Perhaps this may turn out to be nothing more than a wild-goose chase. You know, nothing more than an empty pursuit.
But twice now Mark’s Gospel has Jesus spitting, as he performs a miracle. First, in the healing of a deaf and mute man (7:31-37) and, then, the healing of a blind man at Bethsaida (8:22-26), an account unique to Mark’s Gospel.
You see, I’ve been reading through Mark’s Gospel, one pericope after the other, seeing what’s there and how each fits Mark’s larger purpose. Let’s just consider the first spitting incident (7:31-37). To make sense of this pericope, I first considered geography; and then what came before and what follows. Perhaps I needed to broaden my gaze. At any rate, I decided to simply assert that it was something indigenous to the region of the Decapolis, where all this took place.

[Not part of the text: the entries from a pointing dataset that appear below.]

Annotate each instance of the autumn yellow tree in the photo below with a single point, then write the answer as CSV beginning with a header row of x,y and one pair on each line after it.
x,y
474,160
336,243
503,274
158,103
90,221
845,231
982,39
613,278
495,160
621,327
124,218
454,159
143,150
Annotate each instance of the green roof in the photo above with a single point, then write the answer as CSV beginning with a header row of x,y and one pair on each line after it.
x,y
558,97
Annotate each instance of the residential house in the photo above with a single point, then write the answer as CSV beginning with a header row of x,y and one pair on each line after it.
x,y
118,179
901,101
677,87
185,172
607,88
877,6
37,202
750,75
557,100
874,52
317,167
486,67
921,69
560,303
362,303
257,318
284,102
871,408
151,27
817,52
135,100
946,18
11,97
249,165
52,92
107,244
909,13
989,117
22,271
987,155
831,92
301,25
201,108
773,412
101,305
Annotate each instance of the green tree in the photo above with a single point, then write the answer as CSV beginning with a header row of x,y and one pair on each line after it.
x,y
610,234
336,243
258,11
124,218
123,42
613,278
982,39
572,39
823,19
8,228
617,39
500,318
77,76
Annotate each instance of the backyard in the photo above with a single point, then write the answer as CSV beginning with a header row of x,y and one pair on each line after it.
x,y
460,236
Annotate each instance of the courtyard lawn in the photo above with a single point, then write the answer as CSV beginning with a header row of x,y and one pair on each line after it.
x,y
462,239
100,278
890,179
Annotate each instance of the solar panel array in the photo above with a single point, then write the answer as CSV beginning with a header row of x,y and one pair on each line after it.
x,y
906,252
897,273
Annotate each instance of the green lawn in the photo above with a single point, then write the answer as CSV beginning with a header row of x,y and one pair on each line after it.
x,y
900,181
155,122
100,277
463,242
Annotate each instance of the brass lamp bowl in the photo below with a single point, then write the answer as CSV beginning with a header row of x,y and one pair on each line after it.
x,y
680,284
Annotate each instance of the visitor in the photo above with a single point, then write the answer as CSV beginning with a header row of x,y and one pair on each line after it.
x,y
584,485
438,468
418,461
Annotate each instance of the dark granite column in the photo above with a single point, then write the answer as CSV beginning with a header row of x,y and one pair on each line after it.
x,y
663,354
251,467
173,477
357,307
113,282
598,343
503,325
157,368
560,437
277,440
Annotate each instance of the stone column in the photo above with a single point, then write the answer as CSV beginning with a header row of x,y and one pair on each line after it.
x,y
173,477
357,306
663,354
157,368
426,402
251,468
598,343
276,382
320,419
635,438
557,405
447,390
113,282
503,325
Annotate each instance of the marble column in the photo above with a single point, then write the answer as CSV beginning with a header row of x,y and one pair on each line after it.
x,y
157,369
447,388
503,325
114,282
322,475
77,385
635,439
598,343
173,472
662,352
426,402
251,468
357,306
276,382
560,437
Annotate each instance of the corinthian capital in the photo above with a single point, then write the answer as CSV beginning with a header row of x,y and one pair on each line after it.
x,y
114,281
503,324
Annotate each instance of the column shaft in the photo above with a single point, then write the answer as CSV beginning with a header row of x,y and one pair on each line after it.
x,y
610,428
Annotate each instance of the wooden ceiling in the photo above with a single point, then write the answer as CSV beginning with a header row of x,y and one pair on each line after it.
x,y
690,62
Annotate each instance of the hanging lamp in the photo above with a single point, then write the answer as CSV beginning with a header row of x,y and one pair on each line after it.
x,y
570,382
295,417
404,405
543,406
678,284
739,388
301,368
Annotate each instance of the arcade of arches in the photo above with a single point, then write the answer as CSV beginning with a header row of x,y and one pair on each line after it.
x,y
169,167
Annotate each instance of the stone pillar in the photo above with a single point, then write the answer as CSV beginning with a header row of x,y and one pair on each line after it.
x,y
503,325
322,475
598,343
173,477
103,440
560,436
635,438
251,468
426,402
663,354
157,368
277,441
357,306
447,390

Moreover, Mark has Jesus putting his fingers in a man’s ears, spitting, and then touching the man’s tongue. Why so graphic? Why so hands-on? (pun not intended) Why not simply speak, as he did for the paralytic in 2:12, whose deformity was evident to the eyes? What’s the difference?
Pointing to Mark’s opening of his Gospel (1:1-11), N.T. Wright notes Mark’s high Christology from the get go. This can be adduced, for example, in the citing of the passage from Isaiah 40, which is speaking of YHWH, and applying it to Jesus; and then the declaration of the voice from heaven at Jesus’ baptism, “You are my Son, whom I love; with you I am well pleased.” According to Wright, by citing Isaiah 40, Mark’s Jesus is pointing to God in order to explain his own actions.
If, indeed, in Jesus Israel’s God has arrived at last, to rescue his people and launced the new creation, then this hands-on episode fits this larger story–quite well.